MS. BREEN: And that would — would that be premiums and expenditures, or?

MS. BILHEIMER: It would certainly — it would be claims. And I’m not sure
whether the premium information would be in there or not, but it’s certainly
something I can explore and get back to you.

MR. PETERSON: The other thing is, I mean, we’ll talk about kind of two
things, one is the use of data for policy formulation, the other is use of data
in terms of oversight. So I think for the oversight piece, one can couch that
as almost under our fraud, waste abuse thing, right? I mean, we’ve got to do a
better job of keeping our eye on this stuff and knowing whatever it is, states
are doing, providers are doing, what they’re paying. And I’m just thinking out
loud, I mean, that’s always a fuzz phrase that —

MR. BILL SCANLON: Well, I think it certainly implies there. But I also think
it implies in terms of monitoring the impacts of policies and the need for
change.

MR. PETERSON: Absolutely, yes.

MR. BILL SCANLON: I mean, we certainly do a certain amount of regulation of
the insurance market, you know, in terms of guaranteed issue, pre-existing
conditions, grading(?) rules — and I’m thinking that health reform is going to
involve potentially some more of that. And the question is, how far do you go?
And if you’ve made a choice, what’s the impact then.

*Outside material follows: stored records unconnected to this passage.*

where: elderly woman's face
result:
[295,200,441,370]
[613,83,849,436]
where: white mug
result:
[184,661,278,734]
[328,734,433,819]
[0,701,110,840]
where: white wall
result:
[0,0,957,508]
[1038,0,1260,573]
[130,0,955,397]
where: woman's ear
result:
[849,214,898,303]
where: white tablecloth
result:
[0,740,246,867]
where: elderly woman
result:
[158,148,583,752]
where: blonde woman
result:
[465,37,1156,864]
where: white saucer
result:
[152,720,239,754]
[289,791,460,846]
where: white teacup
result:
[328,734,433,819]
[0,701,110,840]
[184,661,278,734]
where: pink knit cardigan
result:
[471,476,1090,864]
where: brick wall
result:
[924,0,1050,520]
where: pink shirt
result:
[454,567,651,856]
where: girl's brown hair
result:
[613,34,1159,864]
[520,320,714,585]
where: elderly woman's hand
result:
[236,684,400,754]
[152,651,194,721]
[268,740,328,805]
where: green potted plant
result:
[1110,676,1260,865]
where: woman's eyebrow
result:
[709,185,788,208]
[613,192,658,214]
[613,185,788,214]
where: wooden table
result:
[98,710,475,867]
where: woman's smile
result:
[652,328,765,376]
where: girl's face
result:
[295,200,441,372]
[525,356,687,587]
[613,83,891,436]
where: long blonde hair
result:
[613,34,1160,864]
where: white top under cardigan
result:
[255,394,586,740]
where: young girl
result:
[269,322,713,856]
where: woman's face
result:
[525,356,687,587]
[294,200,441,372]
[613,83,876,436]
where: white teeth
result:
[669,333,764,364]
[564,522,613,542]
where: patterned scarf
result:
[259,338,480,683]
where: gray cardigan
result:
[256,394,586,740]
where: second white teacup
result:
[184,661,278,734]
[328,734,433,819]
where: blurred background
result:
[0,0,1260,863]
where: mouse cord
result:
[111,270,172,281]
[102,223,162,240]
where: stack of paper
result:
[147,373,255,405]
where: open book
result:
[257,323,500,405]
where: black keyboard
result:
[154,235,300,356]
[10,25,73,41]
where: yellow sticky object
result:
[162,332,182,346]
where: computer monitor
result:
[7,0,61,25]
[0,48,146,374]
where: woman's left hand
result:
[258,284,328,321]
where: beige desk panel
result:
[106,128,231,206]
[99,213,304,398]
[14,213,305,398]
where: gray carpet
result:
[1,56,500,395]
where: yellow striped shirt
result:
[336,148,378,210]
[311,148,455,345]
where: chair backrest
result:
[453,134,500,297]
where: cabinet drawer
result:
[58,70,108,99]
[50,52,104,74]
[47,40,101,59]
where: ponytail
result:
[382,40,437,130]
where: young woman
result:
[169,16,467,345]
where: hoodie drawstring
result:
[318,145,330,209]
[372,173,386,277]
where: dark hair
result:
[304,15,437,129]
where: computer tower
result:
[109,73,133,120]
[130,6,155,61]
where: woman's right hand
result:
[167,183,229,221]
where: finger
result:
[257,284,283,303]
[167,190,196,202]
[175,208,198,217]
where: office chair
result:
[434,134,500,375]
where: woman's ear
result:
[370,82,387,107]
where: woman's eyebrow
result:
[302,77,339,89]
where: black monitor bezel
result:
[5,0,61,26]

And, you know, right now — you know, the individual insurance market is the
hardest thing I think to deal with because, as I said, it’s five percent of the
population and we need state specific estimates. I mean, that’s kind of what it
comes down to because it’s all happening at the state level. HIPAA goes so far
with respect to small groups, and even less far when it comes to dealing with
the individual market at all. So that’s really the province of the states, and
so we really need that sort of state specific information, which I know it’s
like an impossible task when you’re thinking of about five percent of the
population.

MS. BREEN: Well, with the progress you’ve seen, just imagine what we could
do.

MR. BILL SCANLON: In 50 years –

DR. STEINWACHS: Give Bill optimism.

(Laughter)

MR. PETERSON: Back to Mike’s point, though. I mean, you may or may not know
this. But CRS can’t make recommendations. So we’re essentially prohibited from
weighing in on this. So we leave it to you; it is good opportunity.

MR. BILL SCANLON: Thanks.

MR. PETERSON: Well, Bruce is taking it seriously, I want you to notice.

PARTICIPANT: I mean, the CRS can’t make official recommendations.

DR. STEINWACHS: But Chris, you can go grumbling up and down the aisle —

(Laughter)

MR. PETERSON: I do a — you can probably tell I do enough grumbling.

MS. BREEN: And educate.

MR. BILL SCANLON: Okay then.

DR. STEINWACHS: Well, we want to thank everyone. This has really been
fantastic, and appreciate peoples’ flexibility and fitting into their
schedules. And we look forward to taking next steps and sharing with you and we
are also hoping to have some subsequent hearings. One, we’re talking about
having one on modeling, both the models that are being used internally in the
government and the different agencies for projecting aspects of what is either
insurance policy or the impact of the uninsured, as well as bringing in some
individuals in academia, the private sector models that are out there. And some
of the private sector models are being used too, as I understand, by
government. And so trying to understand what the strengths and limitation of
the models are, as also how they relate to the data, since the data, in part,
just as you described to us aren’t — availability of the data drives those
models or the assumptions which you have to make to adjust those models.

So we, hopefully, will see you soon again, and be working with you. But
thanks very much.

(Whereupon, the meeting was adjourned at 5:27 p.m.)